By Dr. Josh Wren
The Heroic Dentistry series celebrates oral health care providers who, like PULPDENT founder Dr. Harold Berk, have made it their mission to save teeth and help patients live in comfort and smile with confidence.
Stacey is an 8-year old twin with congenitally missing teeth, which is not uncommon for twins. She is also my neighbor and the daughter of my wife’s best friend. Four years prior, Stacey had hypocalcified and decayed primary molars restored under general anesthesia due to high anxiety. She presented to my office with a hypocalcified upper right first permanent molar (tooth #3) (Figure 1) which also had deep decay. The molar appeared hopeless, and another dentist recommended extraction, but her parents were rightfully concerned about her losing another tooth.
Figure 1: Pre-operative radiograph (contrast inverted) from May 2014 shows deep decay near the pulp in tooth #3 (upper right 1st permanent molar). The tooth was asymptomatic.
My concerns were the restorability of the tooth, the status of the pulp, and the potential longevity if I placed a direct restoration instead of a stainless steel crown. Stacey’s mother did not want another stainless steel crown, especially on a permanent tooth.
I did not want to place a traditional inert material in this compromised tooth. Traditional composites are subject to leaking, and preventing microleakage was imperative to ensure long-term success. My materials of choice were MTA, ACTIVA Base/Liner, and ACTIVA Restorative for the final restoration due to its wear resistance, toughness, and release of minerals conducive to sealing and preventing marginal leakage.
With gentle behavior guidance and nitrous oxide, the treatment was completed with zero behavior issues. I was concerned about pulpal exposure or pulpal response to the trauma of the deep cavity preparation and materials, so I took a cautious two-step approach. During the initial excavation appointment, I left more infected dentin behind than I normally would, placed a one-minute application of silver diamine fluoride, and temporized with a glass ionomer cement (Figure 2).
Figure 2: When the patient returned 2 months later, the glass ionomer cement was no longer intact; however, the tooth was still completely asymptomatic.
At the two-month return date, I reopened the carious lesion, removed more infected dentin (Figure 3) until I reached semi-solid dentin (Figure 4), and placed NuSmile NeoMTA (Figure 5), which is impenetrable and resists leakage.

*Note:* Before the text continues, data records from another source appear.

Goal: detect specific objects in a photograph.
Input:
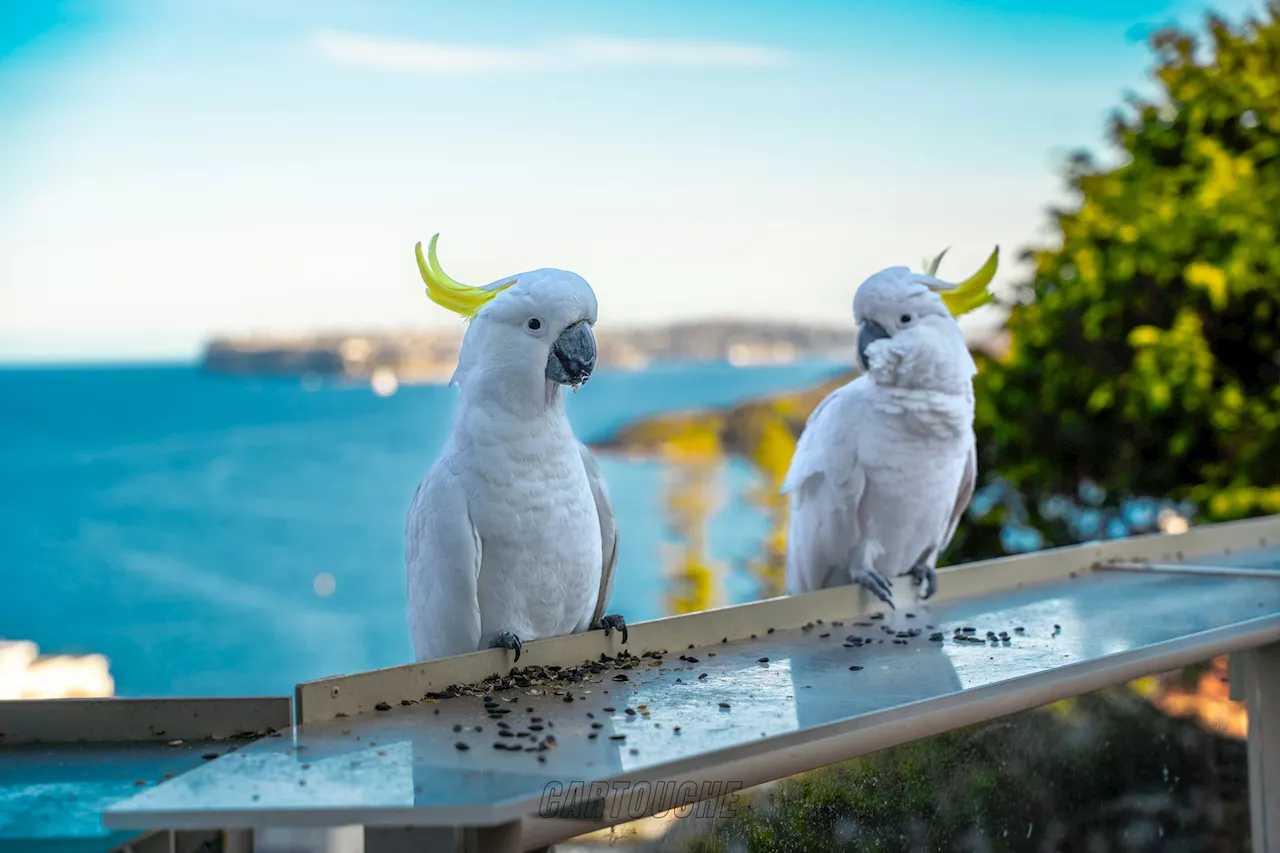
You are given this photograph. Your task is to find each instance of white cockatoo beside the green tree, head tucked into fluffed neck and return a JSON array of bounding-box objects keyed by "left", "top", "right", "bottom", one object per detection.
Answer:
[{"left": 782, "top": 247, "right": 1000, "bottom": 607}]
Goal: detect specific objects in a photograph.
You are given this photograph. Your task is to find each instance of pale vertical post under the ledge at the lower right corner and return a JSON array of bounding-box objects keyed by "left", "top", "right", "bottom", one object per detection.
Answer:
[{"left": 1231, "top": 643, "right": 1280, "bottom": 853}]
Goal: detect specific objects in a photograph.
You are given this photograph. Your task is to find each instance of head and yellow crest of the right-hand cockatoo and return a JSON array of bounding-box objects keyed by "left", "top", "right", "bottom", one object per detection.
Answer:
[{"left": 854, "top": 250, "right": 998, "bottom": 391}]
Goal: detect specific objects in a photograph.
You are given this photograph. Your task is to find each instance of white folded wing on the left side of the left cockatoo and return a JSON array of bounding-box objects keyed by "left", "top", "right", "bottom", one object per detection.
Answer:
[{"left": 404, "top": 462, "right": 481, "bottom": 661}]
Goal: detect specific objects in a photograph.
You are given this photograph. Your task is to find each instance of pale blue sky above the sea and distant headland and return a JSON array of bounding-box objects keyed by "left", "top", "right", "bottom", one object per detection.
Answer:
[{"left": 0, "top": 0, "right": 1257, "bottom": 360}]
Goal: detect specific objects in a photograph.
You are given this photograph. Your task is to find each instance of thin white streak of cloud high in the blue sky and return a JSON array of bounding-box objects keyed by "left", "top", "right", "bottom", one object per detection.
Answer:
[{"left": 311, "top": 29, "right": 788, "bottom": 74}]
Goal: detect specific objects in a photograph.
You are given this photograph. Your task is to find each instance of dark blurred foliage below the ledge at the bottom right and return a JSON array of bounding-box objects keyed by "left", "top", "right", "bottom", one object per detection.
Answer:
[{"left": 685, "top": 689, "right": 1249, "bottom": 853}]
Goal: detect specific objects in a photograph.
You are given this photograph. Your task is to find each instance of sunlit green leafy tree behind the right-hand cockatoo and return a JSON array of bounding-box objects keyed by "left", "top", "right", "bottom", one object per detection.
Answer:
[{"left": 952, "top": 0, "right": 1280, "bottom": 560}]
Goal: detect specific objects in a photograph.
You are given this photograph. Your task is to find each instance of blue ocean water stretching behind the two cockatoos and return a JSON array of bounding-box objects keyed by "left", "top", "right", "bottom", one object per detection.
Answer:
[{"left": 0, "top": 361, "right": 844, "bottom": 697}]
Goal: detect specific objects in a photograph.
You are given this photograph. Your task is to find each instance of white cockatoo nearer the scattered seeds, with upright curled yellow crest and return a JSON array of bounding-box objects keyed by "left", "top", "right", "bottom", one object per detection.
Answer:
[{"left": 404, "top": 234, "right": 627, "bottom": 661}]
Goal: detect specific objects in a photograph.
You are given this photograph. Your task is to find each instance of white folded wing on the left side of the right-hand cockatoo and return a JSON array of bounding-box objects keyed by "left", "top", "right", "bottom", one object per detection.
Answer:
[{"left": 782, "top": 378, "right": 872, "bottom": 594}]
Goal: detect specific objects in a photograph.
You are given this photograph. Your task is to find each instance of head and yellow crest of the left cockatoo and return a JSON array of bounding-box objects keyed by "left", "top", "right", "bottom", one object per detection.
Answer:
[{"left": 417, "top": 234, "right": 596, "bottom": 405}]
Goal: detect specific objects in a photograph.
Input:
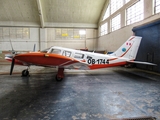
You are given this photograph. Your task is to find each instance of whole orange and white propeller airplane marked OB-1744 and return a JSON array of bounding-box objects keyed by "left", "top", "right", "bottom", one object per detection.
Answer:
[{"left": 5, "top": 36, "right": 155, "bottom": 81}]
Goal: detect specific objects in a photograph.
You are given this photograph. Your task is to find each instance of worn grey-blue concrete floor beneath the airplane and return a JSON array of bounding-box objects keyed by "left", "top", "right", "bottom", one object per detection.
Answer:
[{"left": 0, "top": 65, "right": 160, "bottom": 120}]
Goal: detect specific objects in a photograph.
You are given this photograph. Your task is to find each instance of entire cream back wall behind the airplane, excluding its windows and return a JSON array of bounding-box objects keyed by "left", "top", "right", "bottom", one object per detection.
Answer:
[{"left": 0, "top": 27, "right": 97, "bottom": 51}]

I completed the final restoration with ACTIVA BioACTIVE-BASE/LINER and ACTIVA BioACTIVE-RESTORATIVE and was confident I had created the best possible seal against microleakage for a direct restoration.
Figure 3: Re-opened cavity with infected dentin which was stained black due to the silver ions from silver diamine fluoride.
Figure 4: Carious dentin was removed and the area was cleaned with a sodium hypochlorite scrub, taking care to thoroughly excavate all decay at the DEJ but to avoid pulpal exposure. The root apices were not fully closed at this time. Personally, I would view this restoration as a success if I could simply get the root apices closed prior to any endodontic intervention.
Figure 5: Shows placement of NeoMTA (NuSmile), followed by a 1-2mm cured layer of ACTIVA BioACTIVE-BASE/LINER to protect against MTA washout during the acid etching and bonding procedure.
Figure 6: The tooth was selectively etched and VivaPen bonding agent (Ivoclar) was applied. A 2mm initial base layer of ACTIVA BioACTIVE-RESTORATIVE was placed and light cured before bulk filling the remaining preparation with ACTIVA BioACTIVE-RESTORATIVE.
I have followed this case for more than three years. The pulp remains healthy, there is no sensitivity, and no marginal breakdown of the ACTIVA restorative materials. Not only is the tooth asymptomatic, but there is also radiographic evidence of a layer of reparative dentin between the restorative materials and the pulp chamber (Figure 7). Once again we see that the tooth can truly repair itself with the correct diagnosis, a conservative treatment plan, and the use of bioactive materials.
Figure 7: Three-year follow-up radiograph from June 2017 shows arrested lesion and the deposition of reparative dentin. The tooth was asymptomatic with complete root formation at the time this radiograph was taken. Orthodontic treatment is now underway for the mal-eruption of the upper right first bicuspid and multiple missing teeth.
About Dr. Josh Wren
Dr. Wren practices pediatric dentistry in Brandon, Mississippi. He is the founder of Pediatric Dental Seminars, which serves to educate general dentists on topics related to pediatric dentistry through lecture based seminars and hands on workshops.